Thursday, May 28, 2009

What the World Eats

My neighbor, Lisa, introduced me to this fascinating book: What the World Eats by Peter Menzel and Faith D'Aluisio. Written for children/young adults, this is a tally of what the world eats. The authors (photographer/writer team) interviewed 25 families in 21 countries; the families are not necessarily typical of every other family in that country, but they do represent a chunk of the population. The countries span the globe and reach from refugee camps through the developing world on into the fully industrialized countries. Islands, mainlands, dessert, mountains--all are included.

The authors are hoping to get all of us to evaluate what we eat across several standards, promoting such websites are Global Footprint and the like (see the book website). Nonetheless, the book is not preachy.
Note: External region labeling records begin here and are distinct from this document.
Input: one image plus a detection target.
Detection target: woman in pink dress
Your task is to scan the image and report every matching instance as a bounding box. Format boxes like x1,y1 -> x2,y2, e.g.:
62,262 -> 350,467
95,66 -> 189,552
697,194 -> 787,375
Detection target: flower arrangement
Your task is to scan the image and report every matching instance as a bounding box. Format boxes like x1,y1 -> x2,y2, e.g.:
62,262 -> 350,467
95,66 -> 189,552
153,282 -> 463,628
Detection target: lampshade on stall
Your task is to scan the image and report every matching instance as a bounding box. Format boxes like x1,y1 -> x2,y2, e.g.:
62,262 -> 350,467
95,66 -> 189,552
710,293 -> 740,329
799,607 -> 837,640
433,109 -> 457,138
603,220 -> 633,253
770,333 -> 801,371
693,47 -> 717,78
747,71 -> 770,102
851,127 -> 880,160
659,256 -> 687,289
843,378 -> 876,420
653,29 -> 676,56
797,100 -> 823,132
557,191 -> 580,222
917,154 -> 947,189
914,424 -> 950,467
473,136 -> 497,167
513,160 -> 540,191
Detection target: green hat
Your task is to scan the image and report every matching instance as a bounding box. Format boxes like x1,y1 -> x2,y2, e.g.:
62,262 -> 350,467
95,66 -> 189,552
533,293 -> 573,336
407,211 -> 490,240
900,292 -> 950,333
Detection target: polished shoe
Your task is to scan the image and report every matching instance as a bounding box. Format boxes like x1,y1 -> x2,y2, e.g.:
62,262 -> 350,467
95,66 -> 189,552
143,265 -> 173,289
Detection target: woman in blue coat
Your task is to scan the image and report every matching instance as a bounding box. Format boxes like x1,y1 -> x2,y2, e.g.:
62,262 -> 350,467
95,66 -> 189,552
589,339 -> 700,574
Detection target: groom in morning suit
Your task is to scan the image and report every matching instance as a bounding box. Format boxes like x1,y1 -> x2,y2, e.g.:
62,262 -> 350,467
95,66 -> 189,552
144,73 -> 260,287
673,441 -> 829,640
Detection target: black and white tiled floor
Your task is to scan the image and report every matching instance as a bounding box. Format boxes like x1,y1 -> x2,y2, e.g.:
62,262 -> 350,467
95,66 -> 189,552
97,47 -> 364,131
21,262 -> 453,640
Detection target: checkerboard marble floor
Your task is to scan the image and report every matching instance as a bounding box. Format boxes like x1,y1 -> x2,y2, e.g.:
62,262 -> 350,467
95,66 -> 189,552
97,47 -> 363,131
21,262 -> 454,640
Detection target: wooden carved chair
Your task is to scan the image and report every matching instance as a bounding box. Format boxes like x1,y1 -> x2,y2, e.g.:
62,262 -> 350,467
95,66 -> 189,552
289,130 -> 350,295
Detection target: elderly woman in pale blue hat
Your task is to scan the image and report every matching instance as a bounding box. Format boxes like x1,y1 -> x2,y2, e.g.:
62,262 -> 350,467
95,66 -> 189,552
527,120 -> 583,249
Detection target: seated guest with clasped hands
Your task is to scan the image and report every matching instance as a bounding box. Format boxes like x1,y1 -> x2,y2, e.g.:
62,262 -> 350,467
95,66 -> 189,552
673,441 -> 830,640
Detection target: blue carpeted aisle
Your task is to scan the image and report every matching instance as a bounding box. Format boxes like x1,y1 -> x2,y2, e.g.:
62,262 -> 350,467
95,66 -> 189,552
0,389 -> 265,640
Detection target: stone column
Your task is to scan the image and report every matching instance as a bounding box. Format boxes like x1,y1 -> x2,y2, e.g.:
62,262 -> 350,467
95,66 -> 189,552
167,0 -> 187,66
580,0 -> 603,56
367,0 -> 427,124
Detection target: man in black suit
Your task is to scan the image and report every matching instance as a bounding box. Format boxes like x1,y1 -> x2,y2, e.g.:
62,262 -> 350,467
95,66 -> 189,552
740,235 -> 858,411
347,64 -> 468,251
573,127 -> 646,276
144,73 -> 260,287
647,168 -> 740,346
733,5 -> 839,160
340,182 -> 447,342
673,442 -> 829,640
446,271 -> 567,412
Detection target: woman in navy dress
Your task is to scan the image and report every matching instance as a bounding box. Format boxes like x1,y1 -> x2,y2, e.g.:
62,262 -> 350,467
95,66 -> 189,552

Instead, here's what you come away with (in addition to appreciation for the terrific photography):

  • Some people in the world eat so little!!
  • The amount of packaging differs widely between developing and industrialized countries.
  • Much of the world does not have the variety of food we do.
  • Much of the world spends more time preparing food than we do.
  • Some countries spend much more money than we do on food.
  • Some countries spend much, much, much less money on food.
  • Many people must grow their own food.
  • Many people are much more limited by their nation's topography: island types eat fish; arctic types eat things like seal; etc.
  • Some groups eat very little fruits and vegetables; others eat massive amounts.
  • Some countries eat much more meat than others.
  • The countries with the highest health care costs per person also tend to have the highest life expectancy rates.
  • Industrialized nations might eat more processed foods but we also tend to have the highest percentage of safe/sanitary water!
  • The industrialized countries consume vast quantities of sugar! (no surprise)
The families interviewed each get their own section. Every so often, the family narratives are broken up by charts depicting life expectancies for the countries researched, pounds of meat consumed, numbers of obese people, etc. There are also recipes sprinkled throughout. All in all, this is a fascinating book to check out from your local library.

Thursday, May 21, 2009

Rescue Boys from Captain Underpants!

(I wrote this post a year ago and forgot to post it!)

World Magazine
puts out an annual "Books Issue" every year; this is my favorite issue of the year, and I always make time to read it. This year's issue just came out, and it coincided with an interesting conversation I've been having with a friend of mine: what do we give boys to read (boys who are good--even excellent--readers)?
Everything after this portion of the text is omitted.